Tuesday, October 8, 2013

Recommended: The Roots of the Government Shutdown

George Friedman at STRATFOR has an interesting piece today: The Roots of the Government Shutdown.  He argues that the shutdown is the unintentional result of political reforms movements in the 1960s and 1970s, which took political power away from state-level political bosses who, while certainly susceptible to corruption, were not especially ideological, and delivered it to much more ideologically-driven groups who now see any compromise as betrayal of their principles.

Fareed Zakaria makes something like the same point in his book The Future of Freedom, in which he notes that legislators used to be able to make back-room deals (ie - compromises where each at least got half a loaf), but with the transparency forced by reformers in recent decades, all these negotiation now take place in public, and as soon as one side seems to be compromising they get a thousand phone calls and emails demanding that they not compromise, which pretty well mucks up the political process.

It does seem to me like another case of the road to hell being paved with good intentions - the inevitable unintended consequences of what seemed at the time like good ideas.

Tuesday, October 1, 2013

Another government shutdown

Well, now we have it – another government shutdown.
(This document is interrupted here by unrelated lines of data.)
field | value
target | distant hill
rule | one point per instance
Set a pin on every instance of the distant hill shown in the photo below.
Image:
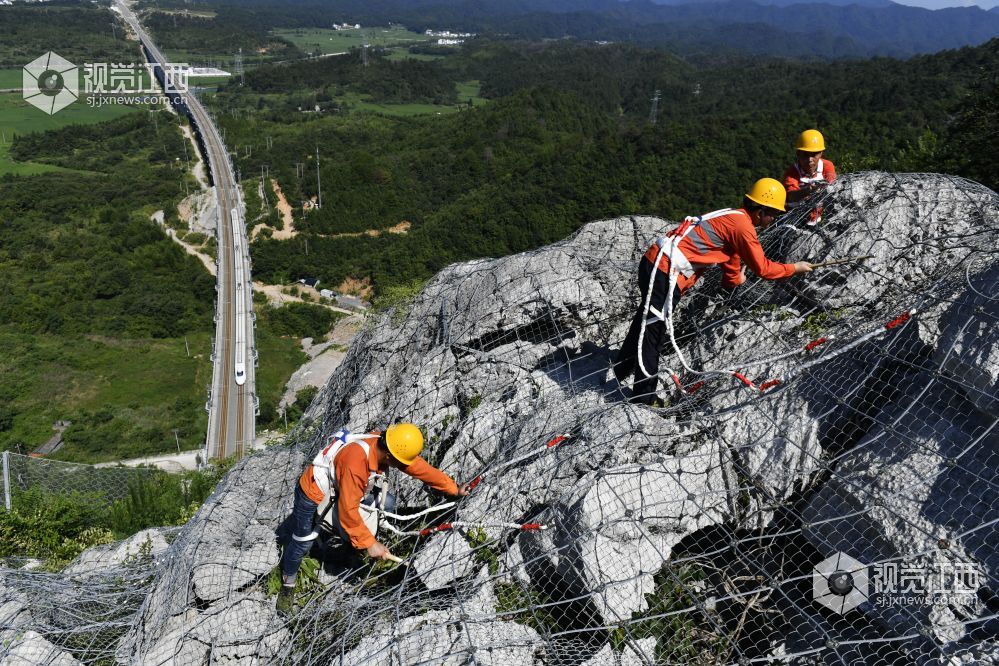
(829, 29)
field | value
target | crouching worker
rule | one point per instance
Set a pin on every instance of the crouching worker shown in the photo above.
(675, 261)
(344, 471)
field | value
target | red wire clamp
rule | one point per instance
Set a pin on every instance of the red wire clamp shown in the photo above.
(558, 440)
(443, 527)
(695, 387)
(898, 321)
(815, 343)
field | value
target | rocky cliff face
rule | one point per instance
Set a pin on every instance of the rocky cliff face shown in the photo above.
(864, 425)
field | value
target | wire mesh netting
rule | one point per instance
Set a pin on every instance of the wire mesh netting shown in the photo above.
(106, 483)
(818, 485)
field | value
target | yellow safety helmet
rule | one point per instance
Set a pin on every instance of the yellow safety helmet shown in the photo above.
(768, 192)
(811, 141)
(404, 441)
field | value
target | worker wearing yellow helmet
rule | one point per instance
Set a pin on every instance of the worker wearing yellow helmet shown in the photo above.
(341, 475)
(674, 262)
(810, 172)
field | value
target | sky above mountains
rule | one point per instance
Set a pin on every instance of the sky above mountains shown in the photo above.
(940, 4)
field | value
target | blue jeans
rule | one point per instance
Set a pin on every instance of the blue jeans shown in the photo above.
(302, 519)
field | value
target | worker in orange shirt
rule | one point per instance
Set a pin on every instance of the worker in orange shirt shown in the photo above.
(345, 470)
(675, 261)
(810, 172)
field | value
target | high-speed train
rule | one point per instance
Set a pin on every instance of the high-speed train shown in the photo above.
(239, 350)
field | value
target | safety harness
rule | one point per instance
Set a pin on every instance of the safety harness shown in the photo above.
(805, 180)
(679, 264)
(324, 474)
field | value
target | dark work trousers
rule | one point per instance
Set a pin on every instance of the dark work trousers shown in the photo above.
(302, 518)
(644, 390)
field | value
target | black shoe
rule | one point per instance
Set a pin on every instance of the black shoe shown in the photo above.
(286, 601)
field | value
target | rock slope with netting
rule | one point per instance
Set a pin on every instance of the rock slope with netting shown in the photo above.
(844, 416)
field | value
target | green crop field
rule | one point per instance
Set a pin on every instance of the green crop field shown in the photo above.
(147, 381)
(18, 117)
(313, 40)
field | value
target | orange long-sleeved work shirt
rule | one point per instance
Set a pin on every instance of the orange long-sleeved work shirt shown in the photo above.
(727, 240)
(353, 469)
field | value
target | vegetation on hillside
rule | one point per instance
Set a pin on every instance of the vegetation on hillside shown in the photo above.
(565, 140)
(105, 321)
(78, 30)
(56, 527)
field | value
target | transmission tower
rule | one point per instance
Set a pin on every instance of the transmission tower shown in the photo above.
(655, 108)
(239, 65)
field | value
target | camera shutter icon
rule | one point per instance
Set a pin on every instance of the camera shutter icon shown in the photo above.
(50, 82)
(840, 583)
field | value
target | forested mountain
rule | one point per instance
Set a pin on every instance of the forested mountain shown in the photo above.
(567, 140)
(809, 29)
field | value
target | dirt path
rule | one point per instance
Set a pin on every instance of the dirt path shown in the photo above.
(324, 358)
(199, 166)
(209, 263)
(285, 209)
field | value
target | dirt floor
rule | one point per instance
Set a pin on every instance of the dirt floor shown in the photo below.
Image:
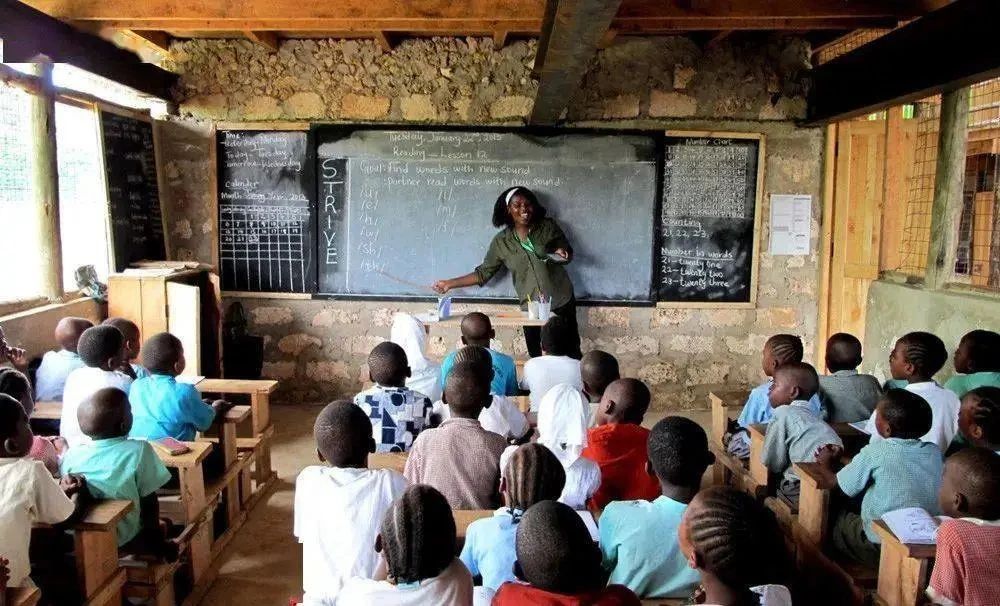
(263, 564)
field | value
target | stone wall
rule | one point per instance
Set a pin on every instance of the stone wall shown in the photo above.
(318, 348)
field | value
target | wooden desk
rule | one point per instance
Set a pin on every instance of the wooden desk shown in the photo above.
(904, 569)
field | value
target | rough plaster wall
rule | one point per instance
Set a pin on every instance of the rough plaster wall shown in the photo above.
(318, 348)
(896, 309)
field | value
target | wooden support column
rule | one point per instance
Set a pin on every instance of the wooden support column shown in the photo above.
(46, 183)
(949, 175)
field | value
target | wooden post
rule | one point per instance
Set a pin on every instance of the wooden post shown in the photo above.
(948, 178)
(46, 183)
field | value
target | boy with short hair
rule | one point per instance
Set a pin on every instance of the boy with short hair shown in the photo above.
(559, 563)
(916, 358)
(477, 330)
(50, 378)
(338, 506)
(847, 395)
(102, 349)
(133, 344)
(899, 470)
(460, 458)
(795, 432)
(555, 365)
(968, 546)
(397, 414)
(639, 538)
(118, 468)
(618, 445)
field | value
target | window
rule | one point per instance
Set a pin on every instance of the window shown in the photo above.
(83, 201)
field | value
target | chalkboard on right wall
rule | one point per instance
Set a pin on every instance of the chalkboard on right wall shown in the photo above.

Pundits think the Republicans will be blamed by the voting public, and perhaps they will. But in fact Democrats are just as responsible as Republicans for the impasse we have reached.

Michael Barone has an article today in RealClearPolitics, If Only Obamacare Had Been Passed With Careful Deliberation, that compares ObamaCare with passage of the Civil Rights Act, another piece of legislation that was highly controversial, but as he points out, was passed by a bipartisan majority, unlike ObamaCare.

As he says:
Obamacare has been a different story. Universal health care was promised, not to address a high-profile headline crisis, but because President Obama's twenty-something speechwriter wanted an applause line for a campaign speech.

The poorly drafted bill was passed almost entirely on party lines by exceedingly narrow margins -- and in the face of majority negative public opinion.

So it's not surprising that opponents won't accept its legitimacy or permanence. History tells us what that takes. 

All political acts exact a price. The price that the Democrats are paying for the hubris of assuming  Obama’s election  gave them  a mandate to pass major controversial legislation without any bipartisan support at all is the dogged  Republican resistance they now face.  That has been a heavy price – it has stymied most of President Obama’s legislative initiatives.

The bitter partisan warfare in Congress these days isn’t all due to that single act of hubris and hardball politics, but it certainly did exacerbate it.  What liberals have to come to terms with is that the nation is almost evenly divided these days between conservatives and liberals, so neither side has a clear mandate to push ideological policies favored by their extreme ends. The Republicans learned that (maybe) the hard way in the last administration.  The Democrats are learning it the hard way (we hope) in this administration.

Recommended: US and Iranian Realities

George Friedman at STRATFOR has another insightful piece today: U.S. and Iranian Realities.  It is well worth reading.